According to data contained in the 12th Annual Report of the Committee of Ministers regarding the supervision of ECHR judgments and decisions, Cyprus respected its payment deadlines in 2018 and 2017 and has no pending payments outside the deadline.
Nicosia paid damages in one case in 2017 and one in 2018. By the end of last year, the Committee of Ministers was awaiting confirmation of payments made in two cases. Cyprus awarded damages worth €45,800 in 2018.
At the same time, Moscow missed the payment deadline in 159 cases of human rights violations, and the same holds true for Kiev in 47 cases and for Ankara in 46 cases. The three countries combined amount for two thirds of the 389 cases with out-of-deadline payments in 2018.
The report also notes that the Committee of Ministers closed the supervision of a total of 2,705 cases in 2018, most of which involved Russia (385 cases), Turkey (372 cases) and Ukraine (318 cases).

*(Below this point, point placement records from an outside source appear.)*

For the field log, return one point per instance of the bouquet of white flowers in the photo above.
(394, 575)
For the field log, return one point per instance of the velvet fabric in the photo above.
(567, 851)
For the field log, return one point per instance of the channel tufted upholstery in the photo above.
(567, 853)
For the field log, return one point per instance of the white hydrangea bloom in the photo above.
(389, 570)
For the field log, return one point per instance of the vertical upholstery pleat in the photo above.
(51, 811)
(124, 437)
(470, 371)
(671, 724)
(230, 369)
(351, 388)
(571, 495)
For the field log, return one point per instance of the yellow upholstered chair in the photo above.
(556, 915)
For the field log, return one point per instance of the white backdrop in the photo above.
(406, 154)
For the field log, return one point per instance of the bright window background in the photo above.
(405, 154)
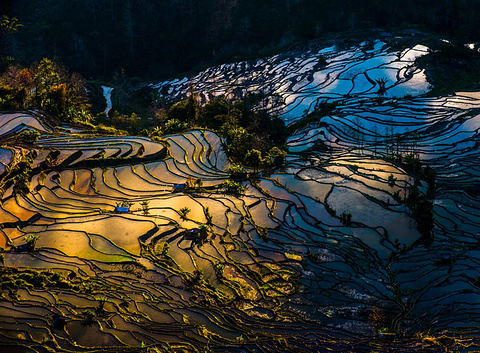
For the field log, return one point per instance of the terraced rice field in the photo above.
(278, 271)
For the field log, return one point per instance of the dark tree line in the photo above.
(165, 37)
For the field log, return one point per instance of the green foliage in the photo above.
(29, 136)
(48, 86)
(174, 125)
(235, 170)
(233, 187)
(254, 159)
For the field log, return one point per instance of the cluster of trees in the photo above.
(252, 135)
(162, 38)
(48, 86)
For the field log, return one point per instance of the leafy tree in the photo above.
(235, 170)
(29, 136)
(184, 211)
(31, 241)
(254, 159)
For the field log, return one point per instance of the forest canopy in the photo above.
(163, 38)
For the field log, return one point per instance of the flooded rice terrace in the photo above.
(323, 255)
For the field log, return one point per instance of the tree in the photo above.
(253, 158)
(276, 157)
(145, 207)
(31, 241)
(184, 211)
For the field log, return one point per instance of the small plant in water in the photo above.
(184, 211)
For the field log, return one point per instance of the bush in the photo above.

With respect to Cyprus, the supervision of five cases was closed by the Committee of Ministers, nine cases were pending and six new cases were brought before the Committee for supervision. The total number of pending cases with respect to all 47 member states is 6,151, of which 1,248 were leading cases and 4,903 were repetitive cases. Russia had 1,585 pending cases, Turkey 1,237 and Ukraine 923.
“Judgments from the European Court of Human Rights have improved people’s lives in many different ways across the whole continent, but they mean little if they are not put into practice,” said Council of Europe Secretary General Thorbjørn Jagland, according to a Council of Europe press release.
Jagland also said that the report “clearly shows that we are moving in the right direction.” “Many complex and long-standing problems have now been resolved, but there is still much work to be done,” he concluded.